In an era where conscious uncoupling seems to be all the rage, don’t forget that not all celebrity divorces end with a happy modern family. Case in point: Sean Penn and Robin Wright. The pair ended their tumultuous marriage for good in 2010 and “don’t have a lot of conversation” these days, according to Penn.
“Um, we don’t not get along,” he said on Marc Maron’s WTF Podcast. “We have very separate relationships with our kids at this point, and it seems to work out better that way. They are making their own decisions, and as it turned out, she and I did not share the same ethical thoughts or views on parenting, including the continuing parenting of adult children.”
Penn, 57, and Wright, 51, share two kids: daughter Dylan, 26, and son Hopper, 24.
Penn continued, “It was better for her to be entirely whatever she is and available to them and they love their mother and they have that relationship and for me to be entirely available, but also … we’re always going to have conflicting ethics.”
When asked what he meant by that, Penn avoided the question. “That would be getting too much into my kids’ personal life,” he said.
However, the actor-turned-author said both of his children are doing “great.”
“They’re amazing people,” he said. “They’re both acting and modeling in an industry that I’m not very interested in, but they seem to have fun with it.”
Penn recently published his first novel, Bob Honey Who Just Do Stuff, and has been vocal about his disinterest in acting, saying he’s not in love with it anymore. Still, he’s behind his kids’ Hollywood endeavors.
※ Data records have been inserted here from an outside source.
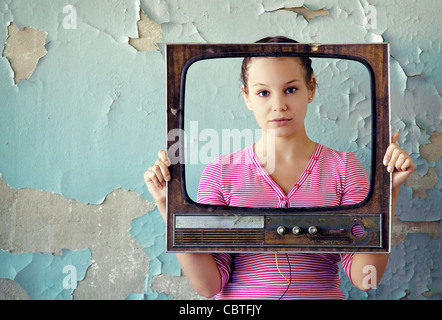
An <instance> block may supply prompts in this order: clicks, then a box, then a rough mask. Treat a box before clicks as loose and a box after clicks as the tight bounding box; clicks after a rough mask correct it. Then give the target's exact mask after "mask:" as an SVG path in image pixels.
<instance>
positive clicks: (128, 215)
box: [0, 0, 442, 299]
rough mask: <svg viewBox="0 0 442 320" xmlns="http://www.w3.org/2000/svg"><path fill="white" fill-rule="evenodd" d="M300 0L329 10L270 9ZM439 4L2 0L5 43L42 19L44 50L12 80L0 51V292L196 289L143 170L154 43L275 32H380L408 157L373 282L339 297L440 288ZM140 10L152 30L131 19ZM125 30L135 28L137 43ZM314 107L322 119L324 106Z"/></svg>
mask: <svg viewBox="0 0 442 320" xmlns="http://www.w3.org/2000/svg"><path fill="white" fill-rule="evenodd" d="M67 5H73V6H74V7H75V9H76V28H75V29H69V28H66V27H64V26H63V22H64V21H65V19H66V17H67V15H68V13H67V12H66V11H64V8H65V7H66V6H67ZM302 5H306V6H307V7H309V8H311V9H315V10H319V9H322V8H323V9H325V10H326V11H327V13H328V14H327V15H322V16H317V17H313V18H311V19H309V20H308V21H307V19H305V18H304V17H303V16H302V15H298V14H297V13H295V12H293V11H290V10H279V9H281V8H284V7H285V8H290V7H297V6H302ZM367 5H370V6H372V7H371V8H375V13H376V14H375V18H376V21H375V22H376V26H375V27H373V26H371V27H370V26H369V27H367V22H368V19H367V13H366V11H364V7H366V6H367ZM440 6H441V5H440V3H439V2H438V1H437V0H433V1H425V2H423V1H412V0H407V1H393V0H389V1H365V0H361V1H349V0H347V1H339V3H338V2H330V1H325V0H324V1H321V0H317V1H313V0H312V1H282V0H275V1H264V0H263V1H252V0H247V1H214V0H211V1H202V0H199V1H178V0H168V1H159V0H158V1H147V0H141V1H138V0H127V1H122V0H100V1H85V0H76V1H75V0H70V1H68V0H65V1H55V0H40V1H32V2H30V1H26V0H6V1H2V2H1V3H0V45H1V46H3V48H5V47H6V42H7V39H8V26H9V25H10V24H11V22H14V25H15V26H17V28H18V29H19V30H23V28H25V27H32V28H35V29H36V30H41V31H42V32H45V33H46V34H47V35H46V38H45V40H44V41H45V43H44V49H45V50H46V51H47V53H46V55H45V56H43V57H42V58H40V59H39V60H38V63H37V65H36V68H35V70H33V72H32V74H31V76H30V77H29V79H22V80H21V81H20V82H19V83H17V84H16V83H15V81H14V70H13V69H12V68H11V65H10V63H9V61H8V59H7V58H6V57H5V56H4V54H2V57H0V97H1V98H0V173H1V179H2V180H1V181H0V210H1V212H0V217H1V220H0V232H1V233H0V249H1V250H0V280H1V281H0V298H5V299H8V298H11V299H15V298H19V299H20V298H21V299H27V298H30V299H99V298H107V299H172V298H173V299H183V298H192V299H193V298H199V297H198V296H197V295H196V294H195V293H194V292H193V290H191V288H190V286H189V284H188V283H187V281H186V279H185V278H183V277H182V276H180V273H181V271H180V268H179V265H178V263H177V261H176V258H175V256H174V255H173V254H166V253H165V252H164V244H165V243H164V242H165V239H164V235H165V227H164V223H163V221H162V219H161V217H160V215H159V213H158V211H157V210H155V209H154V206H153V204H152V203H151V200H152V199H151V198H150V196H149V194H148V193H147V189H146V188H145V186H144V182H143V178H142V176H143V172H144V171H145V170H146V168H147V167H148V166H149V165H150V164H151V163H153V161H154V160H155V156H156V151H157V150H158V149H160V148H164V141H165V138H164V123H165V114H164V103H165V87H164V79H165V74H164V69H165V66H164V56H163V54H164V43H167V42H203V43H204V42H253V41H255V40H257V39H259V38H261V37H264V36H268V35H276V34H282V35H286V36H289V37H293V38H296V39H297V40H299V41H301V42H318V43H355V42H377V41H387V42H389V43H390V45H391V59H390V61H391V108H392V119H391V120H392V121H391V125H392V130H398V131H399V132H400V134H401V138H400V141H399V142H400V143H401V144H402V145H403V146H404V148H405V149H406V150H407V151H409V152H410V154H411V155H412V156H413V158H414V160H415V161H416V164H417V167H418V169H417V171H416V173H415V174H414V177H413V178H412V179H410V180H409V181H408V182H407V185H406V186H404V187H403V188H402V189H401V192H400V196H399V200H398V205H397V209H396V216H395V221H394V228H393V242H394V247H393V249H392V254H391V258H390V262H389V265H388V267H387V271H386V274H385V276H384V279H383V281H382V283H381V285H380V286H379V287H378V289H377V290H372V291H370V292H369V293H362V292H359V291H357V290H356V289H355V288H353V287H352V286H351V284H350V283H349V282H348V280H347V279H345V278H344V277H343V278H342V285H341V286H342V290H343V291H344V292H345V293H346V294H347V296H348V298H349V299H440V298H441V292H442V287H441V285H440V284H441V280H440V279H441V277H442V273H441V272H442V268H441V265H442V264H441V255H440V250H441V248H440V247H441V243H442V240H441V236H440V228H441V222H440V221H441V210H440V208H441V207H442V198H441V189H442V179H441V176H442V171H441V170H442V169H441V168H442V166H441V157H440V155H441V143H440V135H441V132H442V124H441V116H442V114H441V109H442V108H441V106H442V100H441V92H442V70H441V69H442V67H441V65H440V56H441V48H442V40H441V39H440V36H439V34H440V29H441V27H442V25H441V20H440V19H439V16H438V12H440V9H441V7H440ZM140 8H141V9H142V10H143V12H144V13H145V14H146V16H147V17H148V18H149V19H150V20H149V21H150V22H149V24H148V25H150V26H151V27H147V29H148V31H151V32H146V30H145V29H144V30H143V29H142V27H143V24H142V23H141V22H142V20H143V19H142V18H141V19H140ZM141 17H142V16H141ZM139 20H140V21H139ZM137 22H139V23H138V24H137ZM144 26H146V24H145V25H144ZM150 28H152V29H150ZM158 28H160V30H159V29H158ZM158 31H160V35H161V40H160V42H157V41H159V40H158V39H159V33H158ZM142 38H144V39H150V40H151V41H148V40H143V39H142ZM130 39H142V40H139V41H138V42H142V43H146V41H147V43H148V44H149V45H148V46H147V47H146V46H144V48H147V50H148V51H141V50H142V49H141V48H140V47H138V50H140V51H138V50H137V49H136V46H134V45H133V43H132V44H130V43H129V41H130ZM152 44H153V46H152ZM155 45H157V46H158V49H159V50H156V48H155ZM151 49H153V50H151ZM2 52H3V50H2ZM333 70H334V71H336V70H335V69H333ZM333 70H332V71H333ZM331 77H332V79H333V77H334V75H333V72H332V73H331ZM216 89H219V88H216ZM318 108H319V109H318V110H319V111H320V113H321V112H322V117H323V119H324V120H325V121H333V120H334V118H335V117H336V116H335V115H332V114H331V113H330V112H329V111H327V109H324V108H322V105H320V106H318ZM234 116H236V117H239V118H241V116H242V114H234ZM347 142H348V143H352V142H354V143H357V144H362V145H364V144H366V143H367V142H366V141H365V140H364V138H363V137H349V138H348V139H347ZM127 190H130V191H127ZM65 266H74V267H75V269H76V272H77V274H76V279H77V281H78V284H77V286H76V287H75V288H70V287H69V288H67V289H65V287H64V284H63V280H65V279H66V277H67V276H70V275H71V274H70V273H69V272H63V268H64V267H65Z"/></svg>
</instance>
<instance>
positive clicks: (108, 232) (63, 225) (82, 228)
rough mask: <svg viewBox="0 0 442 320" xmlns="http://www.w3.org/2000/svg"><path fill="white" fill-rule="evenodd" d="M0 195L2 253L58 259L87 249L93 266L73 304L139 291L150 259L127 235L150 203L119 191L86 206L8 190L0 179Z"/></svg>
mask: <svg viewBox="0 0 442 320" xmlns="http://www.w3.org/2000/svg"><path fill="white" fill-rule="evenodd" d="M0 194H1V195H2V196H1V197H0V221H1V224H0V228H1V229H0V231H1V232H0V248H1V249H2V250H7V251H10V252H12V253H13V254H20V253H26V252H42V253H53V254H55V255H56V256H58V255H62V254H63V250H65V248H68V249H69V250H82V249H84V248H89V249H90V252H91V253H92V265H91V268H90V269H89V271H88V275H87V277H86V279H85V280H84V281H82V282H81V283H79V285H78V287H77V288H76V291H75V297H76V298H77V299H124V298H125V297H126V296H127V295H128V294H129V293H130V292H132V291H133V292H142V291H143V290H144V287H143V281H142V280H143V278H144V277H145V276H146V272H147V270H148V266H149V258H148V257H147V256H146V254H145V253H144V252H143V251H142V250H141V248H140V247H139V245H138V243H137V241H136V240H135V239H134V238H133V237H131V235H130V232H129V231H130V223H131V221H132V220H133V219H134V218H136V217H139V216H140V215H143V214H144V213H145V212H146V211H150V210H152V209H153V207H154V205H153V204H152V203H150V202H148V201H146V200H143V199H141V198H140V197H139V195H138V194H136V193H135V192H130V191H125V190H122V189H119V190H116V191H114V192H112V193H111V194H109V195H108V196H107V197H106V198H105V200H104V202H103V203H102V204H101V205H87V204H84V203H81V202H78V201H75V200H69V199H66V198H64V197H62V196H61V195H57V194H54V193H52V192H49V191H40V190H35V189H12V188H10V187H9V186H8V185H7V184H6V183H5V182H4V181H3V180H1V179H0ZM89 249H87V250H88V251H89ZM47 276H49V275H47ZM12 279H15V278H12ZM24 288H25V287H24ZM25 289H26V288H25ZM97 290H98V292H101V293H100V295H99V296H97V294H96V292H97ZM28 294H29V295H30V296H31V293H29V292H28ZM33 297H34V298H35V295H33Z"/></svg>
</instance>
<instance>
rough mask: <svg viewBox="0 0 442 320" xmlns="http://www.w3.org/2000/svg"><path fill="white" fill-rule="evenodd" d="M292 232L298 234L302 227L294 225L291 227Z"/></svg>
mask: <svg viewBox="0 0 442 320" xmlns="http://www.w3.org/2000/svg"><path fill="white" fill-rule="evenodd" d="M292 232H293V234H294V235H298V234H301V232H302V229H301V228H300V227H298V226H294V227H293V229H292Z"/></svg>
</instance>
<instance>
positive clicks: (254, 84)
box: [252, 79, 301, 87]
mask: <svg viewBox="0 0 442 320" xmlns="http://www.w3.org/2000/svg"><path fill="white" fill-rule="evenodd" d="M300 81H301V80H299V79H293V80H290V81H287V82H286V83H284V85H288V84H291V83H293V82H300ZM266 85H267V84H265V83H255V84H253V85H252V87H258V86H266Z"/></svg>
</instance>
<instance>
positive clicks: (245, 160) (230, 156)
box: [208, 145, 253, 167]
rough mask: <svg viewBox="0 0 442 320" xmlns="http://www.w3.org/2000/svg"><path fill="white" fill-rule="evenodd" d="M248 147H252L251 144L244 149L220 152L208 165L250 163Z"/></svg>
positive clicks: (212, 165)
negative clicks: (221, 152)
mask: <svg viewBox="0 0 442 320" xmlns="http://www.w3.org/2000/svg"><path fill="white" fill-rule="evenodd" d="M250 148H253V145H251V146H248V147H246V148H244V149H240V150H237V151H234V152H232V153H225V154H220V155H218V156H216V157H215V158H214V159H213V160H212V161H211V162H210V163H209V164H208V165H209V166H218V167H225V166H233V165H244V164H249V163H251V157H250Z"/></svg>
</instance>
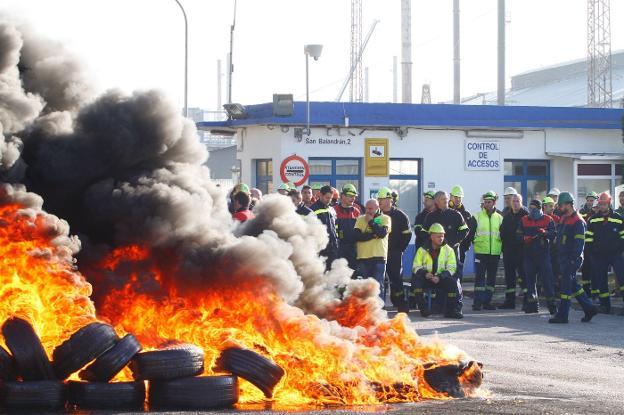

“I’m supportive of whatever my kids do that keeps them happy and healthy, period,” he said.
The House of Cards actress and Oscar winner wed in 1996. They filed for divorce in 2007 but reconciled shortly after. In April 2009, Penn filed for legal separation only to withdraw papers a month later; Wright filed for divorce in August of that year, and it was finalized in 2010.
“As I look back over my life in romance, I don’t feel I’ve ever had that,” Penn told Esquire years later. “I have been the only one that was unaware of the fraud in a few of these circumstances blindly. When you get divorced, all the truths that come out, you sit there and you go, What the f*** was I doing? What was I doing believing that this person was invested in this way? Which is a fantastically strong humiliation in the best sense. It can make somebody very bitter and very hard and closed off, but I find it does the opposite to me.”
Penn has a similar view on love today. “I’m never going to take a position that I’m closed off to love,” he told Maron. “People falling in love with each other is a great, great thing.”